I'll try really hard to like this album, promise, but with track names like "Holly Wood the Cracked", it's just like...



ugh...

Cipieron
October 8th 2012


3508 Comments

Album Rating: 4.0

great review, can't wait to pick this up tomorrow

StrizzMatik
October 8th 2012


4155 Comments

Album Rating: 3.5

This is so much better than Year of the Black Rainbow, and it does an excellent job of bridging their older albums to their newer sound.

Oblivioncry
October 8th 2012


602 Comments

Album Rating: 3.5

i really agree that the tone is scattered in all directions. there is no cohesion in atmosphere, style or tone. its all over the place. i like about every track (the hollywood track is off-putting at times) but the jarring switch in tone is bewildering.

zxlkho
October 8th 2012


3493 Comments


This is their best album since Good Apollo 1

marksellsuswallets
October 8th 2012


4884 Comments

Album Rating: 4.0

Keep trying to finish up a review for this but it's like a million words long. Eh. Holly Wood is seriously Coheed's worst song by a long shot, it's fucking terrible. I mean he named a character fucking Holly Wood...shit's mad lazy.

zxlkho
October 8th 2012


3493 Comments


yeah Holly Wood is easily the worst on here.
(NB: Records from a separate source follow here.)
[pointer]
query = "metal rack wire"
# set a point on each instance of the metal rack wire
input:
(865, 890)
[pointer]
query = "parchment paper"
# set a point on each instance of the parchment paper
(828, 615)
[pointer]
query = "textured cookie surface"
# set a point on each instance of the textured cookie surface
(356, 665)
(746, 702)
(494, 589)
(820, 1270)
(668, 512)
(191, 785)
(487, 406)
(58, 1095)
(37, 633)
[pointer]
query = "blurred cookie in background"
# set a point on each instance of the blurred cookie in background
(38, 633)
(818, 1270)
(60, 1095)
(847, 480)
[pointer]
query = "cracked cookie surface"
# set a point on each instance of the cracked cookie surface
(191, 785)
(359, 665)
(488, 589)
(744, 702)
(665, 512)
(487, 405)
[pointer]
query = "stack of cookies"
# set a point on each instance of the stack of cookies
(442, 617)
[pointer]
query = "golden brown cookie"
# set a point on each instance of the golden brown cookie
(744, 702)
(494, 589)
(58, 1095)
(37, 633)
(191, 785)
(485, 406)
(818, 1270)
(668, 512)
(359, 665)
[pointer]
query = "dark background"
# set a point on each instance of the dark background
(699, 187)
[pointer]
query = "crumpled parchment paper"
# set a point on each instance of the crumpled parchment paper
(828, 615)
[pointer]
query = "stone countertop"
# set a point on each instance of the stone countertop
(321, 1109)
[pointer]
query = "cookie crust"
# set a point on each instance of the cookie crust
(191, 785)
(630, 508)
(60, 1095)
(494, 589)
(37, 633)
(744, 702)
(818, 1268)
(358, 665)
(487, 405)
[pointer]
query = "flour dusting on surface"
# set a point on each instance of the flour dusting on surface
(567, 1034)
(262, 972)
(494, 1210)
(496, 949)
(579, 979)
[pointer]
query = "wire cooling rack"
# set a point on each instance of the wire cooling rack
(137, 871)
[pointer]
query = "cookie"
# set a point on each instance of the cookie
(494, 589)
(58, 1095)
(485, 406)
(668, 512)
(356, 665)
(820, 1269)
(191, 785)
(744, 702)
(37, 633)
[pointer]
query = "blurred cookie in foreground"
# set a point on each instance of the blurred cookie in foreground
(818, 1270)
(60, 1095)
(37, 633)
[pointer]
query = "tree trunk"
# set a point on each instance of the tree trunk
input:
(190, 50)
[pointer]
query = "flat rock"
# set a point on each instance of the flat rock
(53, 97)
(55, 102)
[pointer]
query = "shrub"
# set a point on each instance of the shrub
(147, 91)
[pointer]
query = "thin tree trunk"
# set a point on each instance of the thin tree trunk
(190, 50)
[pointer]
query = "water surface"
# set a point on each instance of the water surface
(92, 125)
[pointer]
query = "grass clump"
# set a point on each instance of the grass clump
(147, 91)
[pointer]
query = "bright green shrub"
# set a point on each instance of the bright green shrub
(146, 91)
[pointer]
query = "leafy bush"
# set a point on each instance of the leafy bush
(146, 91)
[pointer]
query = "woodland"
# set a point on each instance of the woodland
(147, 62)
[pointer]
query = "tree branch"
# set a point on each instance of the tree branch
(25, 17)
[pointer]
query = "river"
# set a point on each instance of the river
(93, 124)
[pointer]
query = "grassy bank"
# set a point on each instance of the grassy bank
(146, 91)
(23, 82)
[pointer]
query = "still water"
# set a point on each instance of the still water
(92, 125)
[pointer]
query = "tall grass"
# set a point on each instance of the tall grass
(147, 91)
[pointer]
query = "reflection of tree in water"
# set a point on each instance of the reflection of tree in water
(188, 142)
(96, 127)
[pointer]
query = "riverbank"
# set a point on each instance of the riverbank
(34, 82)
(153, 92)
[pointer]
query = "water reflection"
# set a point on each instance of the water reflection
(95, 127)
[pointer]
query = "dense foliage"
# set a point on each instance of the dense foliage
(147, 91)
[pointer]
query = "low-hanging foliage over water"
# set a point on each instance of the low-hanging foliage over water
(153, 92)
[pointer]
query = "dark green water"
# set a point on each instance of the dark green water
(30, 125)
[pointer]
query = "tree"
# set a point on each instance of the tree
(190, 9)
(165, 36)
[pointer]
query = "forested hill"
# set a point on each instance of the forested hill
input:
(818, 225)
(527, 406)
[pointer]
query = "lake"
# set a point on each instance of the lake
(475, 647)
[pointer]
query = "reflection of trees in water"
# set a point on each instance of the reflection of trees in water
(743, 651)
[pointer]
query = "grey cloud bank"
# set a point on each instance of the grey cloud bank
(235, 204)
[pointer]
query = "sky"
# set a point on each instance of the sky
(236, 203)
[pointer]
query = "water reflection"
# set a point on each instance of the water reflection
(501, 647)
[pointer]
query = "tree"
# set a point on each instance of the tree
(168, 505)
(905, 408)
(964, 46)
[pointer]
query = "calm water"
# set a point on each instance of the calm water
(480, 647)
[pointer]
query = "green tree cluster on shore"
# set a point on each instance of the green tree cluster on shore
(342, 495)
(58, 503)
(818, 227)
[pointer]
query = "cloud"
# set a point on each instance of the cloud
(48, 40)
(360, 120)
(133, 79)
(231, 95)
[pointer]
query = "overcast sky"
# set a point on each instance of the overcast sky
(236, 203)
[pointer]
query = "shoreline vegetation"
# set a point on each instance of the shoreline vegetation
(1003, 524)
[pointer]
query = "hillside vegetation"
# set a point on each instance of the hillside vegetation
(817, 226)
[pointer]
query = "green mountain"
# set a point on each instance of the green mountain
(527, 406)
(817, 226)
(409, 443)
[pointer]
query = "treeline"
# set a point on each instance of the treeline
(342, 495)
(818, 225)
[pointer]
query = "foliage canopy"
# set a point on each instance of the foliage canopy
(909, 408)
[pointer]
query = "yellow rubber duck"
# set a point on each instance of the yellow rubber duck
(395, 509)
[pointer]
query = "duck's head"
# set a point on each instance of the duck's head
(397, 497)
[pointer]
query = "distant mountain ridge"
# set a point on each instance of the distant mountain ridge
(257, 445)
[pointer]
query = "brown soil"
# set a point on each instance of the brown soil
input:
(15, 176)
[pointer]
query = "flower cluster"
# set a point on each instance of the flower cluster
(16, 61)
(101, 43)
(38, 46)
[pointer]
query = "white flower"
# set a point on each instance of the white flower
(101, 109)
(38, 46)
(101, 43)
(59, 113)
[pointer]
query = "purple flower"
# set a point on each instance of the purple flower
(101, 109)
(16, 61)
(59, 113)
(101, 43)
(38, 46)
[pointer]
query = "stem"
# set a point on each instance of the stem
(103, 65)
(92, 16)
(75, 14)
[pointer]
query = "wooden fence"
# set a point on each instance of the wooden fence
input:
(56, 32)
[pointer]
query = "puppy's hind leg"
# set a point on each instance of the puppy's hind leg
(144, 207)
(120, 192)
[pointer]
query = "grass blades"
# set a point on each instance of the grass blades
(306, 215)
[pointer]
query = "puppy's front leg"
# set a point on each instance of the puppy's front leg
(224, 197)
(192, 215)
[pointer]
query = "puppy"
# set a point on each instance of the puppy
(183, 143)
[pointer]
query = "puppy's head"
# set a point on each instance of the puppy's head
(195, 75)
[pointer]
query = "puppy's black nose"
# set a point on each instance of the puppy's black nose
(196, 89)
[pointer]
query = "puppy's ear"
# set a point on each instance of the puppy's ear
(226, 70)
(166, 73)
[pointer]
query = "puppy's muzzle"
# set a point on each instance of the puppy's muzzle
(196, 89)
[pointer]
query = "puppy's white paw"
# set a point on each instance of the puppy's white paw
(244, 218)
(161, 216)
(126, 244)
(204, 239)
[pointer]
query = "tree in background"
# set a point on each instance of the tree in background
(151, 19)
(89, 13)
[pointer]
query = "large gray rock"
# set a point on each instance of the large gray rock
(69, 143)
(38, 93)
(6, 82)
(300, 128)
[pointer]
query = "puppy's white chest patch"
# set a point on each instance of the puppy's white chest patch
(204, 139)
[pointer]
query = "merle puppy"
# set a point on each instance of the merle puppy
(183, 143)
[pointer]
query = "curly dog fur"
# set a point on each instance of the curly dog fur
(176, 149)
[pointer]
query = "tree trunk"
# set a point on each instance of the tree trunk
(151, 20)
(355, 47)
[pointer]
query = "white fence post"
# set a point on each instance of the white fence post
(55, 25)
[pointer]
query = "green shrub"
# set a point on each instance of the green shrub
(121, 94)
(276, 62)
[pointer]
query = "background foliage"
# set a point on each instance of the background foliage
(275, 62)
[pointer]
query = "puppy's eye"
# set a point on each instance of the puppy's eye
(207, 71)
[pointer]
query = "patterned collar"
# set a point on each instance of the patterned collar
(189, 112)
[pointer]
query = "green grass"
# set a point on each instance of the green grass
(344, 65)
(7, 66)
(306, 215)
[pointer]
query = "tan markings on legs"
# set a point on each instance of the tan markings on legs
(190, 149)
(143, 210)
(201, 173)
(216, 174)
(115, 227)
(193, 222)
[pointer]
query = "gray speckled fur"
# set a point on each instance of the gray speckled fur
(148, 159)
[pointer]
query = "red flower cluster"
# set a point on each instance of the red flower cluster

The rest is great though

JazzHands333
October 8th 2012


314 Comments

Album Rating: 4.0

Great review. Great album. I'm pleased that there's a stream that didn't get taken down rapidly so I can post my own.



Pos'd!

TenSecondsToThink
October 8th 2012


1889 Comments

Album Rating: 3.5

If you stinky faces stop comparing this to their old stuff, this doesn't lack anything. It really

makes me kind of mad. Bands are allowed to change and redefine themselves. Why do you want another

album similar to their first three? They were amazing and there's nothing to add. This might be their

best album if you give it a fucking chance.

marksellsuswallets
October 8th 2012


4884 Comments

Album Rating: 4.0

It lacks consistency, flow, subtlety...so yeah if you don't compare it to their old stuff it doesn't lack those things. Honestly this sounds more like a movie soundtrack than anything. There's no subtlety anymore, it's all being spoonfed to you as a listener, and I mean shit, they're including a like 70 something page book detailing the story from song to song. You don't even have to spend any time with the music to figure it all out anymore.